Sesostris estaba de acuerdo con el análisis de Iker. Ninguno de los dramas recientes era fruto de la casualidad. Un profundo vínculo los unía con la muerte del árbol de vida.
—Sean cuales sean las pruebas, Iker, estaré siempre a tu lado para ayudarte a cumplir un destino que aún ignoras.

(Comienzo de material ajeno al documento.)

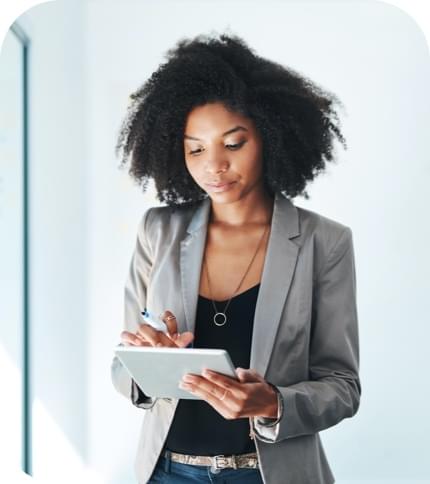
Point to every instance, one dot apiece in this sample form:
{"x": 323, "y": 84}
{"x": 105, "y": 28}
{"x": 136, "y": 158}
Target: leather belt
{"x": 248, "y": 461}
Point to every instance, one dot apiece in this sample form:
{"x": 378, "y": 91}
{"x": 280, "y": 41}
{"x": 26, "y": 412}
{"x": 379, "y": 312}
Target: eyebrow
{"x": 233, "y": 130}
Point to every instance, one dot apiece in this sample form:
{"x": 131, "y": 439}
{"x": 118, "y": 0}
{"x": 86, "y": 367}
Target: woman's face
{"x": 223, "y": 153}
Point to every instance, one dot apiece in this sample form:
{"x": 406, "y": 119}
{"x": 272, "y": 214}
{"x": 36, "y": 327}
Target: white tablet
{"x": 158, "y": 371}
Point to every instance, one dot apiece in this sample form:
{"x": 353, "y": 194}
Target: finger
{"x": 224, "y": 381}
{"x": 184, "y": 339}
{"x": 227, "y": 407}
{"x": 170, "y": 321}
{"x": 131, "y": 339}
{"x": 154, "y": 337}
{"x": 248, "y": 376}
{"x": 218, "y": 391}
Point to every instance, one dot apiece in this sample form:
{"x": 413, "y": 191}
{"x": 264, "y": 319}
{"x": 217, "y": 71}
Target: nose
{"x": 214, "y": 166}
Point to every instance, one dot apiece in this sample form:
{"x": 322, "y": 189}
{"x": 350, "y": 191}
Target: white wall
{"x": 374, "y": 57}
{"x": 58, "y": 238}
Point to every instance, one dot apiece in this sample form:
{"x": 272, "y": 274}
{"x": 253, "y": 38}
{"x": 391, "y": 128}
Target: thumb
{"x": 184, "y": 339}
{"x": 248, "y": 376}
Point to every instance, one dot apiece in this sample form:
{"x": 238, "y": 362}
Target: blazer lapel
{"x": 278, "y": 271}
{"x": 191, "y": 257}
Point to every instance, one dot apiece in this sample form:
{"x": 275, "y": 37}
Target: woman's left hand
{"x": 250, "y": 396}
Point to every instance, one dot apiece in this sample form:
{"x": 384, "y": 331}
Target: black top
{"x": 197, "y": 428}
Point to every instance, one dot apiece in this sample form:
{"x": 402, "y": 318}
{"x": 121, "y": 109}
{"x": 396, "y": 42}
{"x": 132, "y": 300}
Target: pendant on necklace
{"x": 222, "y": 317}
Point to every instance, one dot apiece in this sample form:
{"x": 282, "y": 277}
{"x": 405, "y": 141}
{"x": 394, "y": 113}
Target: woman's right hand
{"x": 146, "y": 335}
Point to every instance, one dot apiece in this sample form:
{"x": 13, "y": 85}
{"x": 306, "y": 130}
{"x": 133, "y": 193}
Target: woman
{"x": 229, "y": 138}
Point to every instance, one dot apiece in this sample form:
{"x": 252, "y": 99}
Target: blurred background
{"x": 69, "y": 215}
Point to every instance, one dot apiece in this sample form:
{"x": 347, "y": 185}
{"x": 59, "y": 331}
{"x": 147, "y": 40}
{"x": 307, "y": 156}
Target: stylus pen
{"x": 156, "y": 323}
{"x": 153, "y": 321}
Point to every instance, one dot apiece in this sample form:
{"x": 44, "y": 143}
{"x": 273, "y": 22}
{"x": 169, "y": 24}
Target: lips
{"x": 219, "y": 187}
{"x": 218, "y": 184}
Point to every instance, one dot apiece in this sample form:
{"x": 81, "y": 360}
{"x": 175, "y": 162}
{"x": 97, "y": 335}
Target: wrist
{"x": 274, "y": 411}
{"x": 273, "y": 407}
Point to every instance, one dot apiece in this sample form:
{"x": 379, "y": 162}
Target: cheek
{"x": 193, "y": 170}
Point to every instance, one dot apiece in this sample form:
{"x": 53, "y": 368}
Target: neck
{"x": 255, "y": 208}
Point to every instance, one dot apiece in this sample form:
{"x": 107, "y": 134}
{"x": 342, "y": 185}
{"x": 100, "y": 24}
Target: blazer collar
{"x": 279, "y": 265}
{"x": 284, "y": 214}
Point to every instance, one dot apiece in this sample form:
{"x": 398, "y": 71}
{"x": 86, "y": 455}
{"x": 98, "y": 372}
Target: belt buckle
{"x": 218, "y": 462}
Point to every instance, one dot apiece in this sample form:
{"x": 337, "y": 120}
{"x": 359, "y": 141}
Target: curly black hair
{"x": 296, "y": 119}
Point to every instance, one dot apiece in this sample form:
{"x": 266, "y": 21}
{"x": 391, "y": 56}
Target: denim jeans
{"x": 168, "y": 472}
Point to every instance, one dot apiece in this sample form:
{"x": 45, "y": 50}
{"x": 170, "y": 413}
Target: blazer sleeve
{"x": 134, "y": 299}
{"x": 333, "y": 390}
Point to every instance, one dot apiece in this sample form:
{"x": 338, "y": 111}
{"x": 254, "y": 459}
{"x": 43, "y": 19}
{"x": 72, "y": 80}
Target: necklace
{"x": 220, "y": 318}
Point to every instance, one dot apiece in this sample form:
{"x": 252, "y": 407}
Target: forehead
{"x": 213, "y": 119}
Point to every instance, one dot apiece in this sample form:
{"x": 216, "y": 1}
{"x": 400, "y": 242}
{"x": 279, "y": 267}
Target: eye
{"x": 194, "y": 152}
{"x": 231, "y": 147}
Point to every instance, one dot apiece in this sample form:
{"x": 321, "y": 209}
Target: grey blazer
{"x": 305, "y": 337}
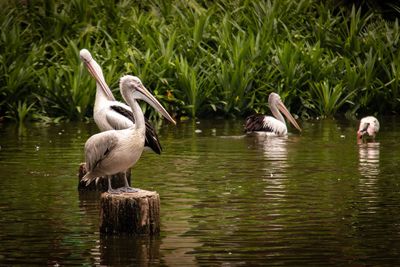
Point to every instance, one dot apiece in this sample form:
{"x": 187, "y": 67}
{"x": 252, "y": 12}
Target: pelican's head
{"x": 95, "y": 71}
{"x": 133, "y": 85}
{"x": 369, "y": 126}
{"x": 85, "y": 56}
{"x": 274, "y": 101}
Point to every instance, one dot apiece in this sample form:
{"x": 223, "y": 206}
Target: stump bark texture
{"x": 117, "y": 180}
{"x": 130, "y": 213}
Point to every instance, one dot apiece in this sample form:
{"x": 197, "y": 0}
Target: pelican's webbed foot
{"x": 128, "y": 189}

El muchacho se quedó atónito.
El rey acababa de enunciar, al pie de la letra, el último mensaje que el viejo escriba de Medamud había dirigido a su discípulo.
—Majestad, yo…
—Descansa un poco. La tensión excesiva no favorece la lucidez.
Nariz-de-Trompeta superaba los veinte años de servicio. Policía ejemplar, detestaba la brutalidad y aplicaba las consignas con rigor pero con humanidad. Aunque admiraba a Sobek, lo consideraba a veces demasiado severo. ¿No era ser amado por los menfítas tan importante como que a uno lo temieran? Nariz-de-Trompeta resolvía numerosos conflictos de orden doméstico y no encarcelaba a los jaraneros algo ebrios. El mismo, a veces, se abandonaba sin tener la impresión de poner en peligro al reino.
Las últimas órdenes recibidas no le gustaban. Estaba encargado de uno de los accesos de la ciudad, y debía registrar e interrogar a quienes desearan entrar en ella. A la menor sospecha: detención, apertura de expediente y encarcelamiento. Esas trabas a la libertad de circulación disgustaban a la población y complicaban la cotidianidad, por eso Nariz-de-Trompeta, al igual que sus homólogos, no cometía ningún exceso de celo. Se limitaba a saludar a las personas conocidas y a los comerciantes, y molestaba a un mínimo de individuos de sospechosa apariencia.
La hermosa morena que se presentó acompañada por un barbudo de grandes brazos nada tenía de sospechosa, pero tuvo ganas de decirle unas palabras.
—Tú, ¿cómo te llamas?
—Agua-fresca, comandante.
—¿Es tu marido?
—Sí, comandante.
—Nunca os había visto por aquí. ¿De dónde venís?
—Del Delta.
—¿Qué pensáis hacer en Menfis?
—Mi marido está muy enfermo. Nos han dicho que aquí había excelentes médicos. Tal vez lo curen.
—¿Dónde os alojaréis?
—En casa de mi abuelo, un fabricante de sandalias.
Nariz-de-Trompeta debería haber sometido a los dos viajeros a un intenso interrogatorio, pero el hombre parecía estar tan mal de salud que no tuvo la crueldad de insistir. Además, la mujer, con su hermoso palmito, en nada parecía una terrorista ávida de sangre.